240. A Salty Solution: SCARY Hyponatremia
Nov 24, 2024
Dive into the urgent world of severe hyponatremia and learn why it's crucial for emergency medicine professionals. A detailed clinical case study highlights the management of critically low sodium levels and the strategic use of hypertonic saline. Discover signs and complications that can arise, along with the importance of continuous education in this high-stakes field. Perfect for those seeking to enhance their medical knowledge while keeping things engaging!
AI Snips
Chapters
Transcript
Episode notes
Treat Severe Hyponatremia
- Administer 3% hypertonic saline (100 mL bolus over 10 minutes) for patients with severe, symptomatic hyponatremia (sodium < 120).

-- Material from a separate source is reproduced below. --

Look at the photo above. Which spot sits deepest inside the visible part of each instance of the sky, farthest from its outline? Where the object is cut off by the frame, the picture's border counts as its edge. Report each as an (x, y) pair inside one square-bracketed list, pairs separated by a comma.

- Repeat the bolus 2-3 times as needed, aiming for a sodium increase of 4-6 mEq/L in the first six hours.
ED Focus on Hyponatremia
- Hyponatremia is common in hospitalized patients, but ED attention is crucial only when it's severe (<120 mEq/L) or symptomatic.
- Symptoms like seizures, confusion, lethargy, or cerebral edema (headache, vomiting) warrant immediate action.
Assess Hyponatremia
- When evaluating hyponatremia, consider sodium level, presence of cerebral edema symptoms (seizures, confusion, headache), and cause.
- Critical causes include acute sodium drop (e.g., psychogenic polydipsia), SIADH (trauma, malignancy), and adrenal insufficiency.